For each model, run_eval_multi.py reports:

  • Average correctness and average score (correctness minus token penalty).
  • Total tokens used across all examples.
  • Estimated dollar cost, based on per-million token prices.
  • An “intelligence per dollar” figure: average correctness divided by total cost (higher is better).

Use --out path.json or --out path.csv to write results (format by extension). Results are written after each model completes so partial data is saved if the run is interrupted. The final file is sorted by intelligence-per-dollar.

Eval framework (summary)

  • Dataset (dataset.py): Fixed Writer tasks with assigned category (structural or creative).
  • Gold Standards (gold_standards.json): Reference documents pre-generated by a high-tier "Teacher" model (Claude Sonnet 4.6). Use --generate-golds to update. Cost: default is one example per run (use -e task_id or -n 1); use --yes-multi-gold only if you intentionally batch several teacher calls in one command.
  • Program (program.py): DSPy WriterAssistant (ReAct) with mock environment.
  • Metric: LLM-as-a-Judge weighted score (Acc/Fmt/Nat) − token penalty. Shared via eval_core.score_with_judge() for both run_optimize (MIPROv2) and run_eval_multi.
  • Multi-model: run_eval_multi.py ranks models by Corr/USD (avg judge correctness ÷ total $).

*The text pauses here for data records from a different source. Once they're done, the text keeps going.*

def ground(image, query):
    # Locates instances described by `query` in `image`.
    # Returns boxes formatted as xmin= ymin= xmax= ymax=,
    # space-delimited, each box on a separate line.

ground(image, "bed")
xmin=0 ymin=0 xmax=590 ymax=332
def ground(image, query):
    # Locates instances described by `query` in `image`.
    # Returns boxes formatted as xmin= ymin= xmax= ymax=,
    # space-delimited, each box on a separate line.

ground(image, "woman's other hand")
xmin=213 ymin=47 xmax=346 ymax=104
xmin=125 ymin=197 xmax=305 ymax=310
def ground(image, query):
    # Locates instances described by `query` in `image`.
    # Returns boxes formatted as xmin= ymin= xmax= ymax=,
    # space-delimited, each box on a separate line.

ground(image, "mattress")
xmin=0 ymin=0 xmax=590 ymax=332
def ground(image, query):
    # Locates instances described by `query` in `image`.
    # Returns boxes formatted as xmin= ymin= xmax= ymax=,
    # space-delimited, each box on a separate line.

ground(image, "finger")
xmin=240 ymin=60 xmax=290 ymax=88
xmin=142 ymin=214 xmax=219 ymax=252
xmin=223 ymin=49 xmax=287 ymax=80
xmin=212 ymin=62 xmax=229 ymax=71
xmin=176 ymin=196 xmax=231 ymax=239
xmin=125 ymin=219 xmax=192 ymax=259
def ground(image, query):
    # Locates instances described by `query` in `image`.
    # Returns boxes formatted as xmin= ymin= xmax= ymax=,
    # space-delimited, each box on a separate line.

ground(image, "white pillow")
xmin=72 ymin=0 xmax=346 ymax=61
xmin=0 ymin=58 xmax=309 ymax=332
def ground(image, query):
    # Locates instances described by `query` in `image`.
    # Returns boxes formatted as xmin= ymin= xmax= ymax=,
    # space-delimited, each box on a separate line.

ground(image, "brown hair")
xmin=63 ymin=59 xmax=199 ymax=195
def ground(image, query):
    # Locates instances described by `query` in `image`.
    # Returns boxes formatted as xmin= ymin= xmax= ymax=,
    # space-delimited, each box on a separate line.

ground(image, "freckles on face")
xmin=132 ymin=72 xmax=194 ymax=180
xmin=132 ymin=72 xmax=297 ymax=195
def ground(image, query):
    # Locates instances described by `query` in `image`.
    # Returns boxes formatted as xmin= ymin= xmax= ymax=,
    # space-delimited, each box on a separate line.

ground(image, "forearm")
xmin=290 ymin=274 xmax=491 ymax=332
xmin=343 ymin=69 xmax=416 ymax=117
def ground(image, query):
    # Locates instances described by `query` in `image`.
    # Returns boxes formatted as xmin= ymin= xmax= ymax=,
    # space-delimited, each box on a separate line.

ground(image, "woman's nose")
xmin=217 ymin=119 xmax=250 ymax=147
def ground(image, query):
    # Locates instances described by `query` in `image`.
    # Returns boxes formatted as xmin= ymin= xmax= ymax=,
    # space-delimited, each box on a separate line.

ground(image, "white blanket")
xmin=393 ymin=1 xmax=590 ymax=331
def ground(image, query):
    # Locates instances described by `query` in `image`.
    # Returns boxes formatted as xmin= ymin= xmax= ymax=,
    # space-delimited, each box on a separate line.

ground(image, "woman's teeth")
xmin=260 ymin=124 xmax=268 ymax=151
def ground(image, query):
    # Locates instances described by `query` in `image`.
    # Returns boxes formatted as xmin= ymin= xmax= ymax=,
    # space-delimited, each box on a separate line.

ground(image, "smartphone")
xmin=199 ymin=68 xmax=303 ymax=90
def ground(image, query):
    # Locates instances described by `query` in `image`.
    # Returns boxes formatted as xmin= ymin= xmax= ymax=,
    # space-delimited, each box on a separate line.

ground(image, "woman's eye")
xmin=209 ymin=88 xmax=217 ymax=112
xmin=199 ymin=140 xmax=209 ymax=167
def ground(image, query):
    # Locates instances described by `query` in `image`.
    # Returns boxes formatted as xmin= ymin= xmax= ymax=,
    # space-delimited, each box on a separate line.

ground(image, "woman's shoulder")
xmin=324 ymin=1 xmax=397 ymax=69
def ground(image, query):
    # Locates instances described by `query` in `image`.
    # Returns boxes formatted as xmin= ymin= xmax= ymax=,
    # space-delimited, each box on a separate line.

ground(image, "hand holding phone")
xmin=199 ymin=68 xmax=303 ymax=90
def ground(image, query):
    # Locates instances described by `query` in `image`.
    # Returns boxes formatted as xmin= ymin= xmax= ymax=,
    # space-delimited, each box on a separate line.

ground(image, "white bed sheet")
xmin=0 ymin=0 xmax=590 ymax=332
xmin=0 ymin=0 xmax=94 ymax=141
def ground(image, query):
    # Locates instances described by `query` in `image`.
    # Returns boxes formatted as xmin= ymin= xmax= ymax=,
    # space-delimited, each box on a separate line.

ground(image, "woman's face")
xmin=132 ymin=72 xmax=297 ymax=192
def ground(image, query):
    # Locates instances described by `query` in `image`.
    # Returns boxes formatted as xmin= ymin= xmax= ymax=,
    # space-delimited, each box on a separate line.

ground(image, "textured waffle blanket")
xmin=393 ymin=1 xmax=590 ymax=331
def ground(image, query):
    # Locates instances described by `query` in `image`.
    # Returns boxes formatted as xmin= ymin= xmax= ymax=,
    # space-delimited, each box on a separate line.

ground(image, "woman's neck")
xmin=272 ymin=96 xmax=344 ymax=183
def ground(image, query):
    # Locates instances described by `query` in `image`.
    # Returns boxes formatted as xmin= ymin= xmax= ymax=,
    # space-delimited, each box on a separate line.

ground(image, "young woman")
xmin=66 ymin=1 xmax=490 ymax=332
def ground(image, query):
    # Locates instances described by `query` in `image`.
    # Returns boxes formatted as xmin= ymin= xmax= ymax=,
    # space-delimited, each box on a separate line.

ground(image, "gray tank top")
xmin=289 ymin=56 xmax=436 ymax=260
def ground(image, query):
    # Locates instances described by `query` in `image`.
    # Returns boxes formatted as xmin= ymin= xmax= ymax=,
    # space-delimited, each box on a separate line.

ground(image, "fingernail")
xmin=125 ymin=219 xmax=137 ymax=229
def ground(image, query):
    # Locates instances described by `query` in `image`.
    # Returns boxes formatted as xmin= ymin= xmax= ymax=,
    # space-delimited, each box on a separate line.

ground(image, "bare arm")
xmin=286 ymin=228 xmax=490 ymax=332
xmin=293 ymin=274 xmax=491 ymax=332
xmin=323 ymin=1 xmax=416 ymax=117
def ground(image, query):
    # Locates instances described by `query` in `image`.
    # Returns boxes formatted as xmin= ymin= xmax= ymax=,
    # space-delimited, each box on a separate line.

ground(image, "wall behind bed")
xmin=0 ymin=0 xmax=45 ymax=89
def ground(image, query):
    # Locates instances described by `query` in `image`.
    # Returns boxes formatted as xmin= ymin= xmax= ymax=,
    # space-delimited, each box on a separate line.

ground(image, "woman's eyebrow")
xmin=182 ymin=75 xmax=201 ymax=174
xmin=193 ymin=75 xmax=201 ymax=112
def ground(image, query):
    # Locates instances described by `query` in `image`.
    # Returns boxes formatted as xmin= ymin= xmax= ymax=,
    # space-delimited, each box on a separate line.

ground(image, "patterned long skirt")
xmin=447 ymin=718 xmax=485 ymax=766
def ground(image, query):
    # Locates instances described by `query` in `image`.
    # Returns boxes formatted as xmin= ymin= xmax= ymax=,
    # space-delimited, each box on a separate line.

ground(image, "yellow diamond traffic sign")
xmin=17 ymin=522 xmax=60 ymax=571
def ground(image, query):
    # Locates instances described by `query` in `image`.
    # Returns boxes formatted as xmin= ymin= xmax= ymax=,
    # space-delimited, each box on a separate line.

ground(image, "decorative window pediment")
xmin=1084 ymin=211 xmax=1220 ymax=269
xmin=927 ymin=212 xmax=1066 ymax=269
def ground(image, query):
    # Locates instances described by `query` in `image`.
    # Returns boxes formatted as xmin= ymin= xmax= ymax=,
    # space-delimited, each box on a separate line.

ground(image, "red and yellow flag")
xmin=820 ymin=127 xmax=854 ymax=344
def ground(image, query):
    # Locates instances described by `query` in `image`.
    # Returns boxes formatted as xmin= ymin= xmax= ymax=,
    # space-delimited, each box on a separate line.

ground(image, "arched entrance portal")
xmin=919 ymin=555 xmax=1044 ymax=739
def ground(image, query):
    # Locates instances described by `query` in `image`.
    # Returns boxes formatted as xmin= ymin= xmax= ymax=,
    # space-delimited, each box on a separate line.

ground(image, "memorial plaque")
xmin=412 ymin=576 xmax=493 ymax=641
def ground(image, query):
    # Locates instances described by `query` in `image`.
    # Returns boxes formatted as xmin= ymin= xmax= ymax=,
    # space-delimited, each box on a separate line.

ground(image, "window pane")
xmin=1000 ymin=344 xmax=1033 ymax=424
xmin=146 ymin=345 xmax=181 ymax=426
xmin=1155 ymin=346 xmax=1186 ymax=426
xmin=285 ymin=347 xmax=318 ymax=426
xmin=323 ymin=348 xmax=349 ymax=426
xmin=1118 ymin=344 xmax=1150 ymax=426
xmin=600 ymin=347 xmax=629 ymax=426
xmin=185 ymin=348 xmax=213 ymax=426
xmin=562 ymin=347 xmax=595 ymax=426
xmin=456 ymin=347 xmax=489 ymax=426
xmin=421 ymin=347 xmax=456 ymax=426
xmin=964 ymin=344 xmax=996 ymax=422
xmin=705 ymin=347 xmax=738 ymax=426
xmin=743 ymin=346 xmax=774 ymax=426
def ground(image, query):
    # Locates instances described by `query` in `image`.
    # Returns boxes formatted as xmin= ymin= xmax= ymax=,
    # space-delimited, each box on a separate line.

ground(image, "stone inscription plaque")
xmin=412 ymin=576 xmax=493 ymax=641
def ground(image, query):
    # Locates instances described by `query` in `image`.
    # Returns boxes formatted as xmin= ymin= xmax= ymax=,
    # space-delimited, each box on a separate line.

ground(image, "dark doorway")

Benchmark results (best models, combined runs)

From multi-model runs on the default 8-evaluation Writer set, ranked by Corr/USD (avg correctness ÷ total cost; higher = better value) and/or correctness:

  • openai/gpt-oss-120b — Top value in run 1 (346.8 Corr/USD, 1.0 correctness, ~$0.003 total).
  • google/gemini-3-flash-preview — Strong value (161.7 Corr/USD, 0.925 correctness).
  • nvidia/nemotron-3-nano-30b-a3b — Best value in run 2 (131.2 Corr/USD; 0.725 correctness, very cheap).
  • allenai/olmo-3.1-32b-instruct — High correctness (0.963) and good value (84.1 Corr/USD).
  • openai/gpt-4o-mini — Good balance (98.8 Corr/USD, 0.938 correctness).
  • nex-agi/deepseek-v3.1-nex-n1 — Solid (58.9 Corr/USD, 0.925 correctness).

Re-run with different model sets by editing model_configs.py (and uncommenting the block you want). Failed runs (0 tokens) usually mean a wrong OpenRouter id or API error; check stderr or logs.